The way to achieve the best outcome after rotator cuff surgery starts with an accurate diagnosis, through patient education, excellent surgical technique, adequate post-surgery pain relief, careful rehabilitation and collaboration with your physiotherapist.
The outcome after rotator cuff repair is generally excellent with the resolution of symptoms and restoration of function. It is not possible, however, to restore the shoulder back to “normal” as your surgeon is using your own tissue to repair what is torn.
There are many factors that contribute to a successful outcome after rotator cuff repair:
- Nature of tear (acute tears do better than chronic/degenerative tears)
- Treatment of associated conditions that may be pain generators (such as the biceps tendon or acromioclavicular joint arthritis)

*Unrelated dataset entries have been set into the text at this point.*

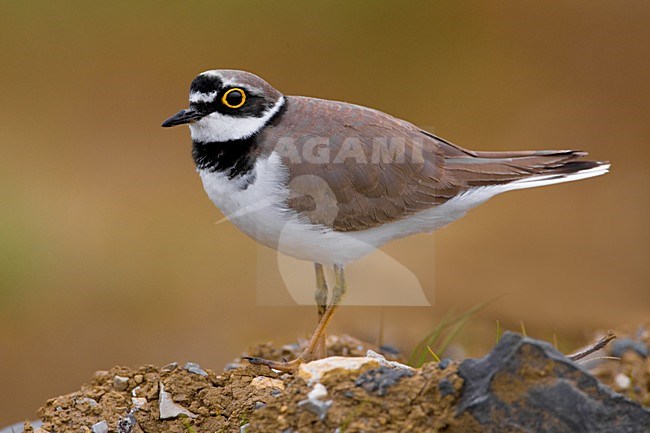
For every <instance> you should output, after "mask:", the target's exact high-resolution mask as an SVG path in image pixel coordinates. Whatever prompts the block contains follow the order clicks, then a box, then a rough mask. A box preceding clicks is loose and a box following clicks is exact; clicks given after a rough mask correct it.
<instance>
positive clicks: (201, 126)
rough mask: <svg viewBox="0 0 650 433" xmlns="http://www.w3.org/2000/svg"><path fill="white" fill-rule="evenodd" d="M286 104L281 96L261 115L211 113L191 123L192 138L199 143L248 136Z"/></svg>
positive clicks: (233, 138)
mask: <svg viewBox="0 0 650 433" xmlns="http://www.w3.org/2000/svg"><path fill="white" fill-rule="evenodd" d="M283 104H284V97H280V99H278V101H277V102H276V103H275V105H274V106H273V107H271V108H270V109H268V110H267V111H266V112H265V113H264V115H262V116H261V117H234V116H229V115H227V114H221V113H217V112H214V113H211V114H208V115H207V116H205V117H204V118H202V119H200V120H198V121H196V122H194V123H191V124H190V134H191V135H192V140H194V141H197V142H199V143H211V142H220V141H232V140H241V139H244V138H248V137H250V136H252V135H253V134H255V133H257V132H259V130H260V129H262V128H263V127H264V125H266V123H267V122H268V121H269V120H271V118H272V117H273V116H274V115H275V113H277V112H278V111H279V110H280V108H282V105H283Z"/></svg>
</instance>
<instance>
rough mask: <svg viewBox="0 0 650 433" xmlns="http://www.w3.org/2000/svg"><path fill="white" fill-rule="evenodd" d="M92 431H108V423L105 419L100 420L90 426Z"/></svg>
mask: <svg viewBox="0 0 650 433" xmlns="http://www.w3.org/2000/svg"><path fill="white" fill-rule="evenodd" d="M92 430H93V433H108V424H106V421H100V422H98V423H97V424H93V426H92Z"/></svg>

- General health of the patient
- Quality of the remaining tendon
- Post-surgery compliance with sling use and post-operative protocol
- Physiotherapy
It is important to remember that when performing a rotator cuff repair your surgeon is using your own tissue to repair what is damaged. The weakest point in the repair is usually your own tissue. The longer the history of damage and frequency of trauma prior to surgery, the more likely the tissue quality is poor. Other factors like Smoking and Diabetes may also reduce your tissue quality.
There are three areas where your rotator cuff repair may fail:
Bone-Anchor interface
- The anchors today are very high in quality and usually do not fail; sometimes if your bone is soft (older patients), the anchor may pull out of the bone.
Anchor-Suture interface
This area is typically very strong and not a source of common failure
Suture-Tissue interface
This is the weakest point and the most common reason for failure of surgery (usually due to poor tissue quality)
There are special techniques in tissue management and suture choice to reduce failure rates.
The retear rate of the rotator cuff tendon repair ranges from 5-20% – the larger your tear, the more likely you are to have a retear of your repair. The failure rate after a biceps tenodesis is reported to be between 2-6%; however, in the Sydney Shoulder Unit experience, it is less than 1%.